It’s a luxury to not think about water. Most Canadians watch it flow from the faucet and go down the drain without considering its source or destination. When we do think about water, it’s only about where the nearest tap is.

Many people in the world don’t have taps. More than 1.2 billion people experience critical water shortages. They think about water every day.

Rapid climate change is going to change the way Canadians think about water. And we are going to think about it a lot more.

While scientists can’t predict every future impact of climate change, we are already experiencing many impacts, most of which involve water. Climate change has altered how, where and when we receive rain and snow.

Unfortunately, it sometimes takes a disaster to make us rethink our relationship with water. Floods, droughts and polluted water that makes people sick all send a strong message.

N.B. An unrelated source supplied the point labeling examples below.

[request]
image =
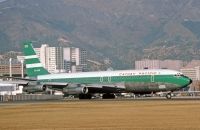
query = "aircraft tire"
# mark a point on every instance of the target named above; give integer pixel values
(169, 96)
(108, 96)
(85, 96)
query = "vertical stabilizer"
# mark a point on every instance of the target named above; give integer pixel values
(33, 65)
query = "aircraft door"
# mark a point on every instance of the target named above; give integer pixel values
(152, 78)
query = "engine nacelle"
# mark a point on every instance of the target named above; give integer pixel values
(35, 88)
(75, 89)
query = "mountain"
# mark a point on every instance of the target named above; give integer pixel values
(121, 30)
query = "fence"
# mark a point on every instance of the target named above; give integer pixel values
(30, 97)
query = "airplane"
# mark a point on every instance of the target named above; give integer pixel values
(85, 84)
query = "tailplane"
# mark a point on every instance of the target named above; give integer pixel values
(33, 65)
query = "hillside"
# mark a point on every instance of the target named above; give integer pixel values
(120, 30)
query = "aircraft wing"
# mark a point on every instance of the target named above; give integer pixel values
(19, 78)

Here’s our problem. For more than 200 years in Canada, we have tried to move water off the landscape as quickly as possible by straightening streams and filling floodplains. But draining the landscape has caused profound changes to the ancient interactions between water and land.

In the past, rain and snow melt would slowly infiltrate into aquifers or streams, or meander through roots, stems and leaves to return eventually to the atmosphere. Now we push water along hard, straight lines where the benefits of interacting with soil and plants are lost.

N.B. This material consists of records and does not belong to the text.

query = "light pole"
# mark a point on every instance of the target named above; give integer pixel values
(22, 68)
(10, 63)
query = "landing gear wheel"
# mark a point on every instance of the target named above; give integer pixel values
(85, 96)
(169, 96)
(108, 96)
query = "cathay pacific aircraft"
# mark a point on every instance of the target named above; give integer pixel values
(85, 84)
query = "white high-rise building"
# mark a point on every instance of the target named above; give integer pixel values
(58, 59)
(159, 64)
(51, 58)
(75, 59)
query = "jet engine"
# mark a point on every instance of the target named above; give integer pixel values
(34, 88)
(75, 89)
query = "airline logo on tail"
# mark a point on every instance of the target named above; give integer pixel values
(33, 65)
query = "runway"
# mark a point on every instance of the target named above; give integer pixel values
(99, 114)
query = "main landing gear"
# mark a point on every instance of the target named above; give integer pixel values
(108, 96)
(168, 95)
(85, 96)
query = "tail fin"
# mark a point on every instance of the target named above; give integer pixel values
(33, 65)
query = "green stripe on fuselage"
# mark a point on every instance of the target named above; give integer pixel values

Instead of water being cleaned, water is contaminated with too many nutrients and sediments. Instead of a gentle, steady release of water into streams, we flush it quickly through engineered waterways that rise and fall like a toilet being flushed.

We are a nation that is rich in fresh water. Canada has approximately 25 per cent of the world’s wetlands by area, and more lakes than the rest of the world combined.

But our freshwater endowment is at risk, especially in southern Canada where most Canadians live. Loss of wetland and floodplain habitats, and run-off from our cities and farms is impacting our lakes, rivers and streams. And this impacts us all.

The Nature Conservancy of Canada is helping protect wetlands, floodplains and other places that are important for nature and for people.

We work with willing private landowners who donate or sell their properties or place them under a long-term conservation agreement. This conservation work is supported by Canadians, businesses, foundations, various provincial governments and the Natural Areas Conservation Program of Environment and Climate Change Canada.

Water is sending us a message. A healthy natural environment is a key part of the infrastructure for our cities and communities.

Canada has an opportunity to lead the world in showing how nature conservation supports clean water, climate change adaptation and our well-being. Just as we need to invest in pipes and pumps as a part of our water system, we also need to invest in healthy wetlands, rivers and watersheds to ensure a future of clean and abundant fresh water.

If we think about water a little more today, maybe future generations will need to think about it a little less.

 

One Response to “Water is sending us a message – don’t take it for granted”

  1. Sandy Buxton says:

    Thanks for posting this excellent letter to the Toronto Star. Water is not an inexhaustible resource. Nor is it impervious to endless human landscape manipulation, which the planet cannot tolerate. The sooner we take it seriously, the sooner we and generations to come can thrive. Along with air to breathe, it is the foundation block of life. We ignore its needs at our peril.